Trial and conviction in absentia, held, illegal. Petitioner treated as under trial prisoner. Sentence and conviction set aside. Case remanded to trial Court FIR trial afresh. (DB) PLJ 1998 PLJ 1998 Lah. 440 Karamat Ali.
Cases receiving excessive publicity require examination of the evidence by the Court with more than ordinary care, lest shocking nature of crime might induce an instinctive reaction against a dispassionate judicial scrutiny of law and facts. 1993 SCMR 550, Saeed Ahmed Shah.
Decision by Panchayat and evidence in its support about cattle taken into custody u/S. 550 Cr.P.C. relied upon by Court. FIR about the theft of the cattle registered one month afterwards. The trial Court relying on the decision of the Panchiayat and evidence in its support, held, had abdicated its jurisdiction to determine the guilt or innocence of the accused. Entire trial stood vitiated. Accused acquitted for offence u/s. 411 PPC. 1994 P.Cr.LJ 78, Shukur Shah.

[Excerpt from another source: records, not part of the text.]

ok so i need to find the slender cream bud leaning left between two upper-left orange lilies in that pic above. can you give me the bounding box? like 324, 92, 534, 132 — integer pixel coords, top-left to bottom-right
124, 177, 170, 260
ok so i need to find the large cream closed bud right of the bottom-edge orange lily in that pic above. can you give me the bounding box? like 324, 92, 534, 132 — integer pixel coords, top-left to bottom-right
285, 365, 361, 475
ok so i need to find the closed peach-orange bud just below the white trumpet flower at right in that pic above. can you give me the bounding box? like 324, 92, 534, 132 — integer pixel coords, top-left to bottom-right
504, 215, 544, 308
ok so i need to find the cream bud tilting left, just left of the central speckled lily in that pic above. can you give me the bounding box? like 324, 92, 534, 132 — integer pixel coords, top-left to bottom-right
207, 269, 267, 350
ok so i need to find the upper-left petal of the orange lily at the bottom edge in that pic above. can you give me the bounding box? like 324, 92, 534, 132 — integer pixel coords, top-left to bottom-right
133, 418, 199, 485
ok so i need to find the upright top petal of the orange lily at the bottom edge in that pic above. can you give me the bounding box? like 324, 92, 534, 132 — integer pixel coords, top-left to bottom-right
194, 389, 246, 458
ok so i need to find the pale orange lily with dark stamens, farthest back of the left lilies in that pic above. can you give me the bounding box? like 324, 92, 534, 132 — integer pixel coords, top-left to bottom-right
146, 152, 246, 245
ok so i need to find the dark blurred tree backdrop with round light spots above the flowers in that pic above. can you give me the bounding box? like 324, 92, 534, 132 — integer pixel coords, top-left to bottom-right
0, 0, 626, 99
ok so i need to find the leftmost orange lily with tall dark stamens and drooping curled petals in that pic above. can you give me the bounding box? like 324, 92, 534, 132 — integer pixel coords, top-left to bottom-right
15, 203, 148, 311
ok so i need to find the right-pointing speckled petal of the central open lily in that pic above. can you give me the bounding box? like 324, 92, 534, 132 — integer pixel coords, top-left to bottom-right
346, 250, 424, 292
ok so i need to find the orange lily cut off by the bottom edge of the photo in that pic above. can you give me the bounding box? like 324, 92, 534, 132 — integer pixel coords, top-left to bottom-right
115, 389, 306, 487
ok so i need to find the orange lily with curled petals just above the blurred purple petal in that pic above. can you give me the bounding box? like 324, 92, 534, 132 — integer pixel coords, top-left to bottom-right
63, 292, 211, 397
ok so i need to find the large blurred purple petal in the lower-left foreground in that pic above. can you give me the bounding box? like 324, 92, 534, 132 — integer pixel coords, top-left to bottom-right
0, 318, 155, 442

Lunacy: The Court to take action u/Ss. 464 & 465 Cr.P.C. When a Court is confronted with the question during an inquiry or trial whether an accused person is of unsound mind. The Court is not bound to investigate the matter when it does not appear to it that the accused is of unsound mind. The provisions of section 465 Cr.P.C. are mandatory and if not observed the trial would be vitiated. The application by the brother of the accused that the accused was of unsound mind and had been dismissed by the Court. The Supreme Court directed the Trial Court to proceed u/s 465 Cr.P.C. 1997 SCMR 239, Fauqual Bashar = PLJ 1997 S.C. 159.

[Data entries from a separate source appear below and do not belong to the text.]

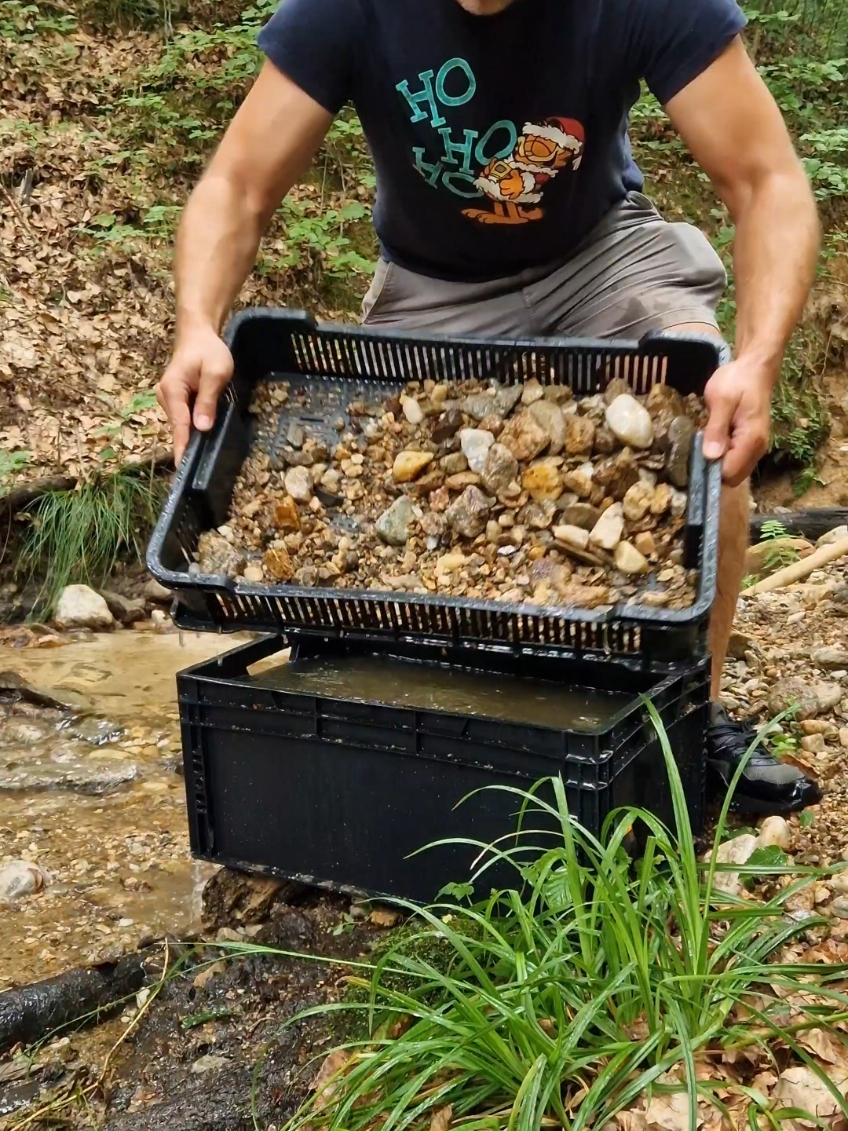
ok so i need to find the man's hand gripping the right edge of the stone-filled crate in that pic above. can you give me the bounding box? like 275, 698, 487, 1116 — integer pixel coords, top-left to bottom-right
703, 357, 775, 487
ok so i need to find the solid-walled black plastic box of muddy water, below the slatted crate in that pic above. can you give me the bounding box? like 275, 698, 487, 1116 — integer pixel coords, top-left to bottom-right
178, 637, 709, 900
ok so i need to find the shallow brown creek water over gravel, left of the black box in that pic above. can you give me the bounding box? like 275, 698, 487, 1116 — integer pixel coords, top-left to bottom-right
0, 631, 245, 990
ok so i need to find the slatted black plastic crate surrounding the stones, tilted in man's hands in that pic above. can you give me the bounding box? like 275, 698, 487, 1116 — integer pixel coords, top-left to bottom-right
147, 310, 728, 661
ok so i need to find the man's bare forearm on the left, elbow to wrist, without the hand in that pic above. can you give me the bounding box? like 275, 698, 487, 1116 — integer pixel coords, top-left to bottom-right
174, 173, 266, 338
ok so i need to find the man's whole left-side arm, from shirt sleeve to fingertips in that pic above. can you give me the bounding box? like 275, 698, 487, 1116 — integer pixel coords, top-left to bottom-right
157, 62, 332, 464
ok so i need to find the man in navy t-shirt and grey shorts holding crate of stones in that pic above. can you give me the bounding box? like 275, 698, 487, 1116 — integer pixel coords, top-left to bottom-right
159, 0, 820, 812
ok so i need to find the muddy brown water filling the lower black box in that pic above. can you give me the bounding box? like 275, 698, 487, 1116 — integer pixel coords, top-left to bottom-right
252, 656, 633, 732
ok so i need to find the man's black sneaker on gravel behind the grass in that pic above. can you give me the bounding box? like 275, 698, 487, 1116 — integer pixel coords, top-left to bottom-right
707, 703, 822, 814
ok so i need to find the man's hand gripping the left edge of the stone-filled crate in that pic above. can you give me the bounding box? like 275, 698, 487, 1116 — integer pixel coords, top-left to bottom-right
156, 326, 233, 467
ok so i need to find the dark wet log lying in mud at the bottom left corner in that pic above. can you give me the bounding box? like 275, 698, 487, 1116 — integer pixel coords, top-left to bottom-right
0, 953, 149, 1053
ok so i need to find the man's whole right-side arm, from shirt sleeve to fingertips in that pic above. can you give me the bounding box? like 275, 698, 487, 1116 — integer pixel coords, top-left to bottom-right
666, 38, 820, 485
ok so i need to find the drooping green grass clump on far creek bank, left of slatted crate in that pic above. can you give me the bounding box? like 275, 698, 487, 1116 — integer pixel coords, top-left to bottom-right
17, 469, 166, 616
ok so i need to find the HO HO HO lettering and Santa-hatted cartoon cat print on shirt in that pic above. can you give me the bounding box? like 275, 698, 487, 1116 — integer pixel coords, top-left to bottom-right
397, 58, 586, 224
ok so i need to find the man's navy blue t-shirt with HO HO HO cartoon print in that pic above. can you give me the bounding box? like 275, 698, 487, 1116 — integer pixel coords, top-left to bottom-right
259, 0, 745, 282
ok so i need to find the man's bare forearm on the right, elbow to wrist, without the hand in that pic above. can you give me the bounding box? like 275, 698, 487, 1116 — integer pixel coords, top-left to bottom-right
730, 166, 821, 381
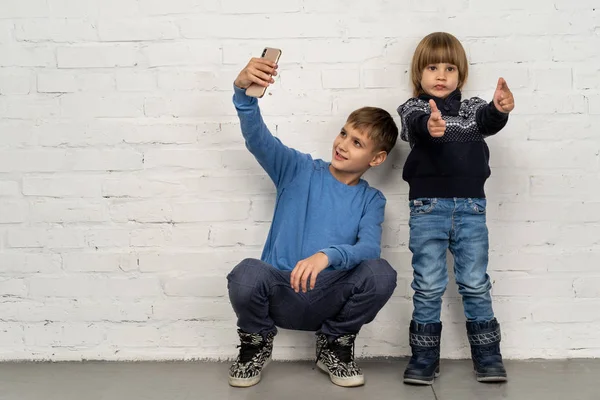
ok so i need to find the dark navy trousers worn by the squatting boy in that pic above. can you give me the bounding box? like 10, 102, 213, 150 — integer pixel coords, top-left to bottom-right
227, 258, 396, 340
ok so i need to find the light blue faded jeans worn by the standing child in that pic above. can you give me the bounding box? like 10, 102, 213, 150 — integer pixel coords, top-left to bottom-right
409, 198, 494, 324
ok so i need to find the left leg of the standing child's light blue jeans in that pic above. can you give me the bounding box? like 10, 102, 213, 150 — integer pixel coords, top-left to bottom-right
409, 199, 454, 324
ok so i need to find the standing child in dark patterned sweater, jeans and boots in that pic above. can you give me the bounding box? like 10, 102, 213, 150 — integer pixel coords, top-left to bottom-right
398, 32, 514, 384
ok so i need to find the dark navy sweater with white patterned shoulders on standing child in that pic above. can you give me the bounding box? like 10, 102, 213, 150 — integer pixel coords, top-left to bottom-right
398, 89, 508, 200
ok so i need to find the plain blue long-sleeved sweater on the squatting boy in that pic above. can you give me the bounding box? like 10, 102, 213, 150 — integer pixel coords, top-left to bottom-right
233, 87, 386, 270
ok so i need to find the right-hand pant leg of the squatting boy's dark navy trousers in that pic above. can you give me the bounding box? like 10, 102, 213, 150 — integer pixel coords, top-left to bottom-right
314, 259, 397, 339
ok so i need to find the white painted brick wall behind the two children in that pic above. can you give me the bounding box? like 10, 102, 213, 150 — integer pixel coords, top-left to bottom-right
0, 0, 600, 360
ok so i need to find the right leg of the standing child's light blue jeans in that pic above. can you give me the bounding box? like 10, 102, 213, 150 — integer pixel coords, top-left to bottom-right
450, 199, 494, 322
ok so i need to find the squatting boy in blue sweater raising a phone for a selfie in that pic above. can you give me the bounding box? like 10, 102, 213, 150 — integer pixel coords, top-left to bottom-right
227, 58, 398, 387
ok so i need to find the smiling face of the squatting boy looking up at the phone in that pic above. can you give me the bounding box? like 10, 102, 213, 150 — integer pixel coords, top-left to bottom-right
331, 123, 380, 173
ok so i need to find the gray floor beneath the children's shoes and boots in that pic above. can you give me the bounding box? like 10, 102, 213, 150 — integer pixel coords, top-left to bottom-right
0, 360, 600, 400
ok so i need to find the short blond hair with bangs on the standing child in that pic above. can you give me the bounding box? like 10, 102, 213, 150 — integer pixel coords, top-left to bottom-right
410, 32, 469, 97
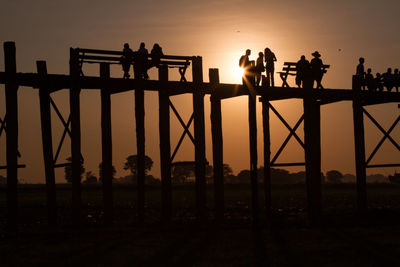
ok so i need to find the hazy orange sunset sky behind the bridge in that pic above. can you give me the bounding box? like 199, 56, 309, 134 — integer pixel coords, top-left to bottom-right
0, 0, 400, 182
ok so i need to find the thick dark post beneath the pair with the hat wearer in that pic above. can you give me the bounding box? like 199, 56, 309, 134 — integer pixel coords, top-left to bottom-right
303, 87, 321, 225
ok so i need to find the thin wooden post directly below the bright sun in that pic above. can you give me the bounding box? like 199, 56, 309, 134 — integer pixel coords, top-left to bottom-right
249, 92, 259, 226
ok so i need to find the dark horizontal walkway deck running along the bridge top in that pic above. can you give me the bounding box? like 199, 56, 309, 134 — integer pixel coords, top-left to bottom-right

Lunatic's trial (Sec. 465 Cr.P.C.) When ever question of insanity is brought to the notice of the Court, the Court shall satisfy itself in manner provided under law; whether the accused is capable of understanding trial and defending himself. For such satisfaction medical evidence is of utmost importance. High Court had vitiated proceedings on medical ground (Schizophrenia) when ailment was specifically brought to the notice of the trial Court and supported by medical-board report, as such failure of defence counsel to raise such plea would not disentitle accused to raise such plea and to be treated in accordance with law. PLJ 1997 S.C. 1621, Siraj-ud-Din v. Afzal Khan etc.